Groom Import Settings

Hair in Unreal Engine

To get the hair onto UE4 man, I selected his skeletal mesh and added a new components.  I then opened the third person character.  with the groom component selected, I went into the details and in the groom asset I selected the hair.  I found that the hair will appear but will float off the character.  This is a common problem so I learned about created binds.  I went back to the groom asset and right clicked on it.  I selected create binding and then a new window popped up.  I put in SK_Mannequin and pushed create.  

Floating Hair Problem

Hair Binding

In your binding asset in the character asset blueprint, plug in the hair.  Now the hair will attach to your character and follow them.  

Hair Attached to Character

Hair on UE4 Man in World

In Unreal Engine i found that the groom settings in general are nice.  Very easy to navigate and try new settings out.  The strands tab works with how your hair looks on a strand basis.  The most common settings you will use is hair width, hair root scale, and hair tip scale.   Another fun setting is the hair clip scale.  
UE4 Strands Settings

I noticed that the hair didn't really move on the top of the head so I  added some physics to the hair.  Physics helps make the move appropriately depanding on what the character was doing.  In the groom physics setting you can enble simulation.  This makes the hair jiggly.  You can also use air drag, bend damping, and bend stiffness.  

Gif of Jiggly Hair 

After getting jiggly hair I decided to change the color of the hair.  By default the hair comes in blond.  I created a new material and in the shading model I changed it to hair.  Under usage change it to used with hair strands, it won't work otherwise.  I created a simple hair shader with just color, scatter, specular, and roughness. 

Red Hair

To experiment with Physics further, I put the hair that is first generated in blender into unreal engine and messed with the physics.  I was really curious as to how it would look.  I've come to learn that sometimes physics can change the look of your hair all together.  It had a difficult time rendering the shadow so it would put a box over the character. 

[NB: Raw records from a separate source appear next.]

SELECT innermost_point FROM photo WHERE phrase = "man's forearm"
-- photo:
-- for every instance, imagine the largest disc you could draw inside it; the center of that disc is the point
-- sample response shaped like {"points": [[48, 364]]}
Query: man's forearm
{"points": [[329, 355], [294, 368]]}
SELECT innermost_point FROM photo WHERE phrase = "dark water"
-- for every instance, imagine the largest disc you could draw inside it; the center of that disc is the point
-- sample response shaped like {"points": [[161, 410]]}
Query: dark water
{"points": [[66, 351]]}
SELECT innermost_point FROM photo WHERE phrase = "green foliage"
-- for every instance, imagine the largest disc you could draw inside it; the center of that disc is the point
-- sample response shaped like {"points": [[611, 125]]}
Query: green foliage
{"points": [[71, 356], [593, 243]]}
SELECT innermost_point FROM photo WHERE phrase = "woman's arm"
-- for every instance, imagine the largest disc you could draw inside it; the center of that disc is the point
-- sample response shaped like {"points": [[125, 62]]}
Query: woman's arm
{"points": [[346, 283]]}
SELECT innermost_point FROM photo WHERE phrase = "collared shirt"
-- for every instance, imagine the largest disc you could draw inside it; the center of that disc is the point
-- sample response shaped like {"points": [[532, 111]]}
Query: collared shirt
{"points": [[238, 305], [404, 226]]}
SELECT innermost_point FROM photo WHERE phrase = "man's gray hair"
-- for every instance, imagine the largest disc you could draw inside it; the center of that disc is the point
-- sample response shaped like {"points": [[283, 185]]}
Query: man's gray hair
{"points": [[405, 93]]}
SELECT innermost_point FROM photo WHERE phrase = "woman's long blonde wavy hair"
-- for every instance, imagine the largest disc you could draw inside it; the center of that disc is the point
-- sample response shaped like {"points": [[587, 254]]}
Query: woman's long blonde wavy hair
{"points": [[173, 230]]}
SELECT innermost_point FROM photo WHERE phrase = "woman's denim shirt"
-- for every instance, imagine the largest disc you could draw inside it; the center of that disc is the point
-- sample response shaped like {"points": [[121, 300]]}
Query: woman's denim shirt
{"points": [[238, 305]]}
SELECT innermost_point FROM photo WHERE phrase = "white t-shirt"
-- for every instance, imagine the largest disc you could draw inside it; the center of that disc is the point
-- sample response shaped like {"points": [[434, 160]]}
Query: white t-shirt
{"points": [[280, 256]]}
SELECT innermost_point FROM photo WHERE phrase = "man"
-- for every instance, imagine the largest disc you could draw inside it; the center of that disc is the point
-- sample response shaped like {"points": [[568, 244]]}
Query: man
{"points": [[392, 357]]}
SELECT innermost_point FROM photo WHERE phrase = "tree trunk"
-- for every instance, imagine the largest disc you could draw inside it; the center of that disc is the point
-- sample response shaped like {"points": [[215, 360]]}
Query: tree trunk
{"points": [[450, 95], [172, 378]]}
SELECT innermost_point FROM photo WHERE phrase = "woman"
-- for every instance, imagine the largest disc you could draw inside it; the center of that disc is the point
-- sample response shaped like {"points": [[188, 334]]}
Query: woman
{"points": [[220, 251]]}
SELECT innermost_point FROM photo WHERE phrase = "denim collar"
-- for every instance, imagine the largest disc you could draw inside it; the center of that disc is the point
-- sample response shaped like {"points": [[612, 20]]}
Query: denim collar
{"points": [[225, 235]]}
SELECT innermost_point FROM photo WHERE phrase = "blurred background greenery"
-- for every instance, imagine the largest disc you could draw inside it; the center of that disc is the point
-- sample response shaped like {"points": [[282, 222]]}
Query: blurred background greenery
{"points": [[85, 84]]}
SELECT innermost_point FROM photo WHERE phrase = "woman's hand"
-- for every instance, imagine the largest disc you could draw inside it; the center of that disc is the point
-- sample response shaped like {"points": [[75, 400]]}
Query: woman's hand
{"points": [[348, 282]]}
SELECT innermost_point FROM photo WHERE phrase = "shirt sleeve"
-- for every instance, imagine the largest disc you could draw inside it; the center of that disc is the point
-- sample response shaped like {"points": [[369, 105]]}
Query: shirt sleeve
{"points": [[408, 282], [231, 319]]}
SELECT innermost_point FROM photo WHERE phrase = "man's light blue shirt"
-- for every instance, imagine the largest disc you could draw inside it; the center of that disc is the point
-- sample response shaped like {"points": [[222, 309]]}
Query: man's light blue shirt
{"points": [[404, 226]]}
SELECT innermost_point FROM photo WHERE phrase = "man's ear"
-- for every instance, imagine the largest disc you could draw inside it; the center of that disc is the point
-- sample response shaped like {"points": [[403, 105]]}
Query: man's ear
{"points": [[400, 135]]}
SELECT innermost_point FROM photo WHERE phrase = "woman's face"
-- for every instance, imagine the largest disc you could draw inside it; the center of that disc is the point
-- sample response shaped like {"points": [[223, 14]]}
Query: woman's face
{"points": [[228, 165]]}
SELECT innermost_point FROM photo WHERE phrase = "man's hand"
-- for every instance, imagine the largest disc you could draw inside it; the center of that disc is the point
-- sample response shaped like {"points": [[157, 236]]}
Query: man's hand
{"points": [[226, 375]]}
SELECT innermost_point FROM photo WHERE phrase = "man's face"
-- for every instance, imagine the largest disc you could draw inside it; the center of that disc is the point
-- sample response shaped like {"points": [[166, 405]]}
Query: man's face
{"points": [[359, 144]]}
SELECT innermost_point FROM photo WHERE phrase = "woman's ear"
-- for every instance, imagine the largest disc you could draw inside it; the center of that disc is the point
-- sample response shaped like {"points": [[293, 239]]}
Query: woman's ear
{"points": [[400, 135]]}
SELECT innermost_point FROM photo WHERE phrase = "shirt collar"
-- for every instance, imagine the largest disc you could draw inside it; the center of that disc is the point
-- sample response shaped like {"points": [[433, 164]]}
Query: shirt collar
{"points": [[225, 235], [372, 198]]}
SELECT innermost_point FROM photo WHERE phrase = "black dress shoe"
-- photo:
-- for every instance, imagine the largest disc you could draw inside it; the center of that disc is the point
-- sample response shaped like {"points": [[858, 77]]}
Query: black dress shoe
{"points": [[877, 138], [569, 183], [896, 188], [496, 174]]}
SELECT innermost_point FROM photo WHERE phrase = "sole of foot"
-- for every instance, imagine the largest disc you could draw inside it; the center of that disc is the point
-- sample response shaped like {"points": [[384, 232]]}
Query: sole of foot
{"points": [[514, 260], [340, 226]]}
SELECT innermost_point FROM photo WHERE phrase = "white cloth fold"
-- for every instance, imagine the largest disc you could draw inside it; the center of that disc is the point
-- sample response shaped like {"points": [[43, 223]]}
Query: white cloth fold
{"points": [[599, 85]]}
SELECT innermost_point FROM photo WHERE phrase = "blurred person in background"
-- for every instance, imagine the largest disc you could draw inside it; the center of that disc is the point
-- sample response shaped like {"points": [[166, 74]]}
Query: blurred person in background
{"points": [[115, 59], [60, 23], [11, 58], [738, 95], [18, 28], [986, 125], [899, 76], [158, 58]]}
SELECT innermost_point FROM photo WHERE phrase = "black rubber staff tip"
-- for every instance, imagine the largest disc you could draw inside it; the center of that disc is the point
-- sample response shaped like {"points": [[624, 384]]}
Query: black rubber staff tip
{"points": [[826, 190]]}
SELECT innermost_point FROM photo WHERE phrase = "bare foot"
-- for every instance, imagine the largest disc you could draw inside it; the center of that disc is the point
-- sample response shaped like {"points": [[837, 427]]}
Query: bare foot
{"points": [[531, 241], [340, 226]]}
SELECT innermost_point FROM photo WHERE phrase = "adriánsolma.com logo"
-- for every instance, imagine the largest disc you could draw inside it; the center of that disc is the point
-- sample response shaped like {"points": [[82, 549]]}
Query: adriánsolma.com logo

Extremely Long Hair in UE4

To get some more practice, I created my friend Abi's hair.  her hair is partially saved on one side and is a bright blue color.  To start I brought the UE4 women into Blender and selected the geometry I wanted to generate hair on and instead of creating a group for it, I duplicated it.  I then generated my hair particle system on it. 

Hair that is Similar to Abi's

UE4 Women in Blender with Hair Particle System

In total to create Abi's hair it took me 7-8 hours.  This being my second time creating a hair style, I learned more about each of the tools and some of the other setting they have which helped a lot with solving problems such as evening out the shaved part and fixing bald spots.  Sometimes when fixing the hair blender would also apply it to the other side of the head so I had to constantly check and make sure I didn't make this mistake.  I also had to go between object and edit mode to see the hair.  In edit mode the hair turns black and to make sure the strands were going in the correct direction in was a constantly switching back and forth. 

Abi's Hair in Edit Mode

To create Abi's hair color I tried a different approach.  I learned how to use the texture paint tool in blender.  Its's similar to the node editor in Maya or blueprints in UE4.  I also checked the UV's so that it filled the entire UV space and unwrapped it.  Texture paint has many interactive tools that allow you to quite literally paint texture onto the hair.  I learned that when you are painting, you are paining on the root of the hair.

Shader Tab in Blender

Gif of Texture Paining Abi's Hair

Currently I'm coming up with a solution to bring Abi's hair color into Unreal engine.  I tried a different method where you create a separate geometry and line it up with the hair and then you unwrap the geometry and scale it's size.  After that you bake Abi's hair texture to the object and export it into unreal engine, But for now I have her in unreal engine with a simple shader to create her blue hair.